What Are Antibodies and How Do You Get Them?

With the coronavirus wreaking havoc across the world, there is a renewed interest in the field of medicine. A lot of people want to know how things work and one thing that seems to be the center of attention is antibodies. After all, these are the things that make sure your body stays healthy and is able to fend off any attack from the virus. It is important to know these things to make sure that you take good care of yourself. We want to find out more about what antibodies are and how you can get them as well. 

What Are Antibodies?

Technically speaking, antibodies are a special kind of protein cheap like a Y that can attach themselves to any foreign element in the body like a key entering a lot. The foreign elements can be anything changing from bacteria, viruses, parasites, worms, or fungi. They are basically like scouts that constantly patrol your body to find these foreign elements and immediately tell the body to attack them before they can harm you.

Cells release antibodies to go and look for possible ingredients in the body. As soon as they find their target, antibodies attach themselves to the target and what follows is a chain reaction that eventually leads to the target getting destroyed. 

The immune system is quite big and complex, and antibodies belong to the part that we call the “adaptive” immune system. The purpose of this part is to find and learn about new elements in the body that have previously not been present. This process of recognition and learning is what develops our immune system and makes it stronger.

How Do Antibodies Form?

To get the answer to this question, you need to know what B-cells are. These are white blood cells that the body forms in its bone marrow. The body has approximately one trillion B-cells and every single cell has its own specific IgM antibody. The antibody states on the cells surface and only binds to one antigen. Having memory for recognizing an enormous number of foreign elements means your body can pretty much learn about anything that enters in it.
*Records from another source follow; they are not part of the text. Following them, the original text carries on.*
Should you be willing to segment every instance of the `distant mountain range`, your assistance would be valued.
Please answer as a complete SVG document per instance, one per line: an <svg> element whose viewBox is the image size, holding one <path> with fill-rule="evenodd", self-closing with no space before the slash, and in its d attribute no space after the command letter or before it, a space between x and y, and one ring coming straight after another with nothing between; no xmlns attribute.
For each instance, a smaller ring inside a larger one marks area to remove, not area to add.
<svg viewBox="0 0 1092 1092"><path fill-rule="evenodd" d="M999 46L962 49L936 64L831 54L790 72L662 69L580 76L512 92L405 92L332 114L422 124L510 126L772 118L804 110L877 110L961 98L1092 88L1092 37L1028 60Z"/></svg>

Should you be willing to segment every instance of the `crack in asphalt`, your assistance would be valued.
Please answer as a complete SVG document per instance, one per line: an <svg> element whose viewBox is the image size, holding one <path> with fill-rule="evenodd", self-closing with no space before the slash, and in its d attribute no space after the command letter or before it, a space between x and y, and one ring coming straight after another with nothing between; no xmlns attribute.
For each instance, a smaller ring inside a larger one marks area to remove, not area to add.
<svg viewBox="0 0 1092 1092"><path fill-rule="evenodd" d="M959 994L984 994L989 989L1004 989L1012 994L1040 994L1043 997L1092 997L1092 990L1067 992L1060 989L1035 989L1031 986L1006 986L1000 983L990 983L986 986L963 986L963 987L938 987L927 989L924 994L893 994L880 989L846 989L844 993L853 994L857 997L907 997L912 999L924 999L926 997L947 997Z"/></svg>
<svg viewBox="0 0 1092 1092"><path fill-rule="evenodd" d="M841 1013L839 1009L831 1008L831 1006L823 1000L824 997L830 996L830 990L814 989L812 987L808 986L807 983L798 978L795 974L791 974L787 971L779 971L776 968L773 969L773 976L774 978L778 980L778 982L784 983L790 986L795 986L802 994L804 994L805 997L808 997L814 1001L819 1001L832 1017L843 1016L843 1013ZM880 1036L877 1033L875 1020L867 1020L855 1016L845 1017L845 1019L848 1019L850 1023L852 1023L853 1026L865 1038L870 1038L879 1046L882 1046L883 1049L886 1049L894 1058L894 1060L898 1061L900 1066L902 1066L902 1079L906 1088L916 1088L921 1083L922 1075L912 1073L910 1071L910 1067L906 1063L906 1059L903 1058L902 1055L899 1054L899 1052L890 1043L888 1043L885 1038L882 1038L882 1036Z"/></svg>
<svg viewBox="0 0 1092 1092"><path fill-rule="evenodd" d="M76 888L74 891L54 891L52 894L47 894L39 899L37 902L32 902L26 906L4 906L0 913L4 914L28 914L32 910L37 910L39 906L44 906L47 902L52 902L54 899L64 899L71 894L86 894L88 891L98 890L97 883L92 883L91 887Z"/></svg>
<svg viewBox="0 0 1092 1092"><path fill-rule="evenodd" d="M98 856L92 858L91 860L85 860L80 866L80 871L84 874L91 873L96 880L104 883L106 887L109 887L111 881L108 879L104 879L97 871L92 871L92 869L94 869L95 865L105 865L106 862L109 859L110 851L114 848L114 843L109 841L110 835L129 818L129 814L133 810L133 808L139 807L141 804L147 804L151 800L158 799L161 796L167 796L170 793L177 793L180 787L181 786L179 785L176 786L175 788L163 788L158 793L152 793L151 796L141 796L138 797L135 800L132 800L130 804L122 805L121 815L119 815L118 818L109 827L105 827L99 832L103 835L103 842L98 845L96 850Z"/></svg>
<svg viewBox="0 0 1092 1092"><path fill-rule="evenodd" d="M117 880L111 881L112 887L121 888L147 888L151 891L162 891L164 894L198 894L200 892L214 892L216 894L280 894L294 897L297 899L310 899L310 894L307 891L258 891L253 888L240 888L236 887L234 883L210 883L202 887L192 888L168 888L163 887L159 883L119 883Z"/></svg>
It is the B cells that actually patrol the body, looking for any possible intruder that may enter the body. They spend a relatively longer time around the tonsils and lymph nodes searching for fallen elements that may enter through those areas. Most of the time they do not see anything and continue to go about their patrol. However, as soon as they find something that does not belong in the body, the cells immediately react by starting the required remedial action. Call the “clonal expansion”, this process involves the B-cells growing in size and multiplying at a staggering rate. Within a week, your body may produce up to a million copies of that specific cell. Each of these cells will secrete up to 100,000 antibodies every second and continue doing so for weeks or even years.

Each B-cell produces a different type of antibody and produces it in a different quantity from other B-cells. Every antibody plays its role in a unique manner and the body can produce a large variety of antibodies.


Given the current situation that we are in due to the coronavirus, there is a huge focus on antibodies and the covid antibody test. Antibodies are a key factor in a lot of different medicines, and it is important for us to respect them and learn about them as much as we can. After all, this is the very thing that is responsible for keeping us safe from any external threats to our body for the foreseeable future.